TJ-SE habilita empresa Tecnal para licitação do lixo da capital

Da redação, AJN1

Por três votos a zero, o Tribunal de Justiça de Sergipe (TJ-SE) mantém liminar que habilita a Empresa Tecnologia Ambiental em Aterros Sanitários Ltda (Tecnal), no processo de licitação para serviços de coleta de lixo na capital sergipana, contrariando decisão da Empresa Municipal de Serviços Urbanos (Emsurb), que havia desabilitado a empresa – que ganhou a licitação iniciada em maio de 2017 – com a justificativa de que o engenheiro responsável pela empresa Tecnal não estava com seu endereço atualizado nos cadastros do Conselho Regional de Engenharia e Agronomia do Rio Grande do Norte (Crea/RN), cidade sede da empresa.
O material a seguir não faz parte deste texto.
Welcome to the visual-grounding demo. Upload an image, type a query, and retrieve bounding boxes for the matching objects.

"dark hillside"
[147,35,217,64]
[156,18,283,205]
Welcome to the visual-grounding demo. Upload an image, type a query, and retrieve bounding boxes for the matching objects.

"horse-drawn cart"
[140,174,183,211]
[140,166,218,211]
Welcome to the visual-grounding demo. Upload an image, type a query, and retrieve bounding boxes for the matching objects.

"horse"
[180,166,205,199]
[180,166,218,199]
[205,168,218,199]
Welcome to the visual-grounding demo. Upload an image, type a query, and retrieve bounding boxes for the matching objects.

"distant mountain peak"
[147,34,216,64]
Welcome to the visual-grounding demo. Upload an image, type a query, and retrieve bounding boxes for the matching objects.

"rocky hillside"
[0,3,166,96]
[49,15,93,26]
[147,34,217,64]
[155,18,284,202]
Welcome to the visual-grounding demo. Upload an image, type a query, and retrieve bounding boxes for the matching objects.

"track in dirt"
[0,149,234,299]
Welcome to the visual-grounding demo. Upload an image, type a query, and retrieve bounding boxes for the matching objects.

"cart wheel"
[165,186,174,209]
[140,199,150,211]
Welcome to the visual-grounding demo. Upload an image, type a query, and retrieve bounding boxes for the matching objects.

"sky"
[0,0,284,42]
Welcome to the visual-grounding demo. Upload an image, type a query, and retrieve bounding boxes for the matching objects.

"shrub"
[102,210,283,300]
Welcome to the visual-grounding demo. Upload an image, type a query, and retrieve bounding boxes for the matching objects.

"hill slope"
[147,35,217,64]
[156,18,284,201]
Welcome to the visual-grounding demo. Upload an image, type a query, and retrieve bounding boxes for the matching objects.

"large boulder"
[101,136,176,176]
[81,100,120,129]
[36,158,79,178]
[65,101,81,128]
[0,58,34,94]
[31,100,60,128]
O julgamento dos Embargos de Declaração anulou o ato que classificou a baiana Torre Empreendimentos Rural e Construção Ltd na licitação. Nesse sentido, a empresa Tecnal deverá ser contratada pela Prefeitura, considerando que apresentou o melhor preço no processo licitatório.

Segundo o advogado de defesa da Tecnal, Daniel Alves Costa, pela decisão, a Emsurb retomará o processo de licitação para contratar a empresa com menor preço. “A Emsurb pode optar por manter a Torre mais uma ou duas semanas apenas para cumprir os trâmites burocráticos da contratação da Tecnal”.

Ainda segundo o advogado, caso a Emsurb não cumpra voluntariamente a decisão, “será aplicada multa e pedido de apuração por crime de desobediência, o que pode ensejar a responsabilização pessoal do presidente”.

O que diz a Emsurb

Em nota, a Emsurb, por meio da Procuradoria Jurídica (Projur), embora ainda não tenha sido notificada de qualquer nova decisão, diz entender que não há motivo para suspensão do contrato vigente firmado com a empresa vencedora da licitação do lixo.

Conforme a Projur, esta última decisão em embargos de declaração dentro do agravo interno, cujo agravo de instrumento não fora julgado, revigora os efeitos da liminar concedida para a Empresa Tecnal, ainda na fase de habilitação do processo, não possui efeito prático tendo em vista que, com a finalização do certame licitatório, o mandado de segurança perdeu seu objeto.

Torre

A AJN1 não conseguiu contato com a direção da empresa Torre para comentar o assunto.